Тайна угрюмого дома: старый русский детектив (Ахшарумов, Цеханович) - страница 127

– Павел Иваныч! Ты лжешь! – сказал я, не вытерпев. – Хотя бы она двадцать раз сошла с ума, она не могла сочинить ничего подобного!

– А почему же нет? – отвечал он весь бледный, но с какой-то глупо-самодовольной, почти торжествующей усмешкой, словно радовался, что ему удалось меня одурачить. Еще минута, и вдруг краска прилила ему в лицо, глаза заискрились, он треснул по столу кулаком и громко, нагло захохотал.

– Ха, ха, ха! Попался! Хитрец! Кознодей![35] Лекок! А ну-ка, вывернись; ну-ка, скажи, почему нет?.. Почему нет, я спрашиваю? Чем это хуже того, что люди в здравом уме сочиняют? Вот на меня сочинила, что будто я тут главный виновник. А я тебя спрашиваю: почему я? Почему не ты?.. Ты был как раз перед этим в Р**, а я не был, и против меня никаких улик, ни строчки, ни одного свидетеля. Ну, допусти, что она виновата, была там, подсыпала; она это врет, но я говорю: допусти. Все же против меня нет улик, а против тебя есть, потому что ты был перед этим у Ольги и был с ней в связи. Она от тебя и была… того, зачем бабка была нужна, а что бабка была – я докажу.

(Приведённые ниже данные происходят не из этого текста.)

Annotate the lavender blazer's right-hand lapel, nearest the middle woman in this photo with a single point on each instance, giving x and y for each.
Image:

– Бодягин! Боже мой! Бодягин! Ты спятил с ума, ты, а не Юлия Николаевна!

– Я? Ха, ха, ха, ха!.. Хитер ты, голубчик, очень хитер! Да только смотри: я ли? Не ты ли? Мне что-то сдается, что ты. У тебя вон лицо какое!.. И ты завираешься. Покажи-ка глаза. А! Вон оно! Вон – один зрачок больше другого! Ха, ха, ха! Спятил! Ей-богу, спятил! Вы все спятили: и Стекольщиков, и твой человек. Он сделал преглупую рожу и показал мне язык, когда я вошел. Позови-ка его сюда, допросим.

Я сидел в ужасе, ожидая какой-нибудь катастрофы, как вдруг, на счастье мое, звонок. Он вздрогнул.

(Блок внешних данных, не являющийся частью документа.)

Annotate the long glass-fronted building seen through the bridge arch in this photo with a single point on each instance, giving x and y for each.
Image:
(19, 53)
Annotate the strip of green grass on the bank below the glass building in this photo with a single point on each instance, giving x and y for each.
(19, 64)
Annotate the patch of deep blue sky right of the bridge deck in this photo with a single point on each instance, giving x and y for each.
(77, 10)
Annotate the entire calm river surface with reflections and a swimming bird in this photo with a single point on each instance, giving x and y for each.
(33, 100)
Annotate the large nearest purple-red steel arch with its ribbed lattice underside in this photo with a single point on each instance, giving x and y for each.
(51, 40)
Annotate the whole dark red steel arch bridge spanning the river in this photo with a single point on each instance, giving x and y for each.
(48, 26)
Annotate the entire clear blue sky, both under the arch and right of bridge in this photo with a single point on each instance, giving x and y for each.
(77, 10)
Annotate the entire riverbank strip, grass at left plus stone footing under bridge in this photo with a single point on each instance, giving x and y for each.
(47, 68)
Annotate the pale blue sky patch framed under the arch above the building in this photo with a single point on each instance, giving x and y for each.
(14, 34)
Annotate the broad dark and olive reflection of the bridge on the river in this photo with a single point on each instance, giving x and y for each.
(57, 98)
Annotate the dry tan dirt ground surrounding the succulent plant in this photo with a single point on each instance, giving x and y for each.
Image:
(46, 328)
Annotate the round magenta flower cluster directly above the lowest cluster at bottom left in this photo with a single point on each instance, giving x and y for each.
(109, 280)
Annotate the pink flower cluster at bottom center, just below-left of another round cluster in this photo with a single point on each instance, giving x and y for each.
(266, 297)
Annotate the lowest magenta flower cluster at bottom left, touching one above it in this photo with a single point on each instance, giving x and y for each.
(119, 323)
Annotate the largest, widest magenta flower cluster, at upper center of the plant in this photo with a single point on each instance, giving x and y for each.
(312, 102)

– Тсс. Ни гу-гу! – шепнул он, прислушиваясь и делая видимые усилия, чтоб совладать с собой. К удивлению, это скоро ему удалось. Он встал.

– Ну, – говорит, – прощай, до свидания. Да не тревожься; я пошутил. Пожалуйста, чтобы это все между нами; ты понимаешь, я не хочу огласки. Д** говорит, что она не опасна. Впрочем, он обещал прислать… Прощай.

XIV

Около этого времени малютка моя Анюта, которая уже ходила, забавно помахивая ручонками, и лепетала так мило: «Мама!» – стала прихварывать. Зубки ее мучили, и я с нею нянчилась часто по целым часам, украдкой от Поля, который не позволял мне ночью вставать. Случалось, что он ловил меня, и тогда я должна была отправляться в постель, а он брал ребенка и, несмотря на крики его, уносил к себе. Это беспокоило меня, и у нас с ним были по этому поводу объяснения.

– Ребенок к тебе не привык, – сказала я раз. – К чему ты берешь его на руки сам? Уж если не хочешь, чтобы я нянчила, то предоставь это няньке.